The man who’s purchasing Eli’s mother’s house (thereby displacing Eli from his natural slacker wetland habitat) is Seymour Kahn, aging and paraplegic former star of the small-screen. Seymour is a projection of Eli’s id as it would wish to be; where Eli’s unwilling nihilism causes him to withdraw, Kahn’s nihilism (just as strong) fuels his Dionysian hunger for sex, drugs, and general debasement. An odd friendship is struck up, based initially on a shared passion for altered states, and together they make up two halves of one manic-depressive. Minor characters and misadventures revolve around the two of them, but the real power of this book comes from their relationship, which is as much co-dependent as it is, in an awkward and unspoken way, nourishing.
Eli fancies himself a bong-wielding Holden Caulfield in a bathrobe. He yearns to feel something, even though he is well aware that the idea of “yearning to feel something” has been artistically strip-mined, and his self-medication is an attempt to cure his acute case of cultural trope exhaustion. Naturally, it doesn’t work well; with still a third of the book remaining, he begins to give the reader “possible endings” to his story, as they might occur in the various forms of modern storytelling in which he has drenched himself. This dilemma, that all possible endings are already implied with the premise, expands into the larger question that hangs over the bleak narrative: What is left for you when the preceding generation has already claimed “Whatever” as their mantra and ethos? Where do we turn when even the question of authenticity rings inauthentic? Can anything be really real anymore?
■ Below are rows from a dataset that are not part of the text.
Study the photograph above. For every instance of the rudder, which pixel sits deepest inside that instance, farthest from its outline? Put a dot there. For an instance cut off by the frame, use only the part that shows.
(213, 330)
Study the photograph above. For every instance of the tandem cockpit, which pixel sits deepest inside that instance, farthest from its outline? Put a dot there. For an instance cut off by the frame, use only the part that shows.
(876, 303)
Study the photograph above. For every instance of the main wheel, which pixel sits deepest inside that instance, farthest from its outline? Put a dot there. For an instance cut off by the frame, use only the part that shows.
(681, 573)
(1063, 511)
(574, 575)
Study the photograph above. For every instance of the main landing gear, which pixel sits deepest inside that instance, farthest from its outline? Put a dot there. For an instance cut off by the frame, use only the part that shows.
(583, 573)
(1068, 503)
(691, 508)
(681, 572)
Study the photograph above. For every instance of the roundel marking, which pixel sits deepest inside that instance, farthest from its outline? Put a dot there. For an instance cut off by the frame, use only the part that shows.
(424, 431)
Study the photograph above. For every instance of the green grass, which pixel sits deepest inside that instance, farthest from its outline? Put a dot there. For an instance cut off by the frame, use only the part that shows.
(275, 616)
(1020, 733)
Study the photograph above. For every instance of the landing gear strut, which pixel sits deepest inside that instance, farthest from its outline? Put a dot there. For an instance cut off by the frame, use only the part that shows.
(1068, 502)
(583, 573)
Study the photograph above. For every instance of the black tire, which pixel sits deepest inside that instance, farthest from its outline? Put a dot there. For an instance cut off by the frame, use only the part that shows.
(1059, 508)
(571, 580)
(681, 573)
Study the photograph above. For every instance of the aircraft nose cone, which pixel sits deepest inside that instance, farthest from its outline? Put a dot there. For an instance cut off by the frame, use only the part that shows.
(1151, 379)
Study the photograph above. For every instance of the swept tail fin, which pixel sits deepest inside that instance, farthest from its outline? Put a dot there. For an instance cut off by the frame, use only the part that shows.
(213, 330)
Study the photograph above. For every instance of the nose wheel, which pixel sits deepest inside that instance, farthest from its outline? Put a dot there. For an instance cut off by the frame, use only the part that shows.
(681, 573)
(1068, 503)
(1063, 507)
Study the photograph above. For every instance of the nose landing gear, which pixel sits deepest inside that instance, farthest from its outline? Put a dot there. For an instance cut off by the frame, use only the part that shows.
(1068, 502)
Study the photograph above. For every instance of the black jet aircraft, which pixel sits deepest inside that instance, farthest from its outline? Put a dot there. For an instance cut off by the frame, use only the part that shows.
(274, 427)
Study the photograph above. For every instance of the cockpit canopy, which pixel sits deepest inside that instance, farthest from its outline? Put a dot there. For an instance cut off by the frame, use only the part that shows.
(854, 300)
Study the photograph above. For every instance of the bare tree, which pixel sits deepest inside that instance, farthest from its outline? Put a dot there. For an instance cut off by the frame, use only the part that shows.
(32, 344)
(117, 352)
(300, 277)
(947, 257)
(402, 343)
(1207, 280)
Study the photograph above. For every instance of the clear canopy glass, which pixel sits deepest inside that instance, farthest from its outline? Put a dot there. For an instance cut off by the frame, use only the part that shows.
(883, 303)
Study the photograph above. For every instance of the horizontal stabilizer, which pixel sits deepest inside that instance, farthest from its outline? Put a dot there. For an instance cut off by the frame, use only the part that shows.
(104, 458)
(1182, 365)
Wilson’s prose is original and arresting, and although there’s a break-in period with his propensity for subject-less verbs that’s almost as taxing as the invented vocabulary of A Clockwork Orange, he approaches, in his loftier moments, the tortured grace of George Saunders. This is Cheever on Xanax, or maybe lithium, but the voice is still there; sardonic, hilarious, and very much of our time. Wilson is a writer to watch.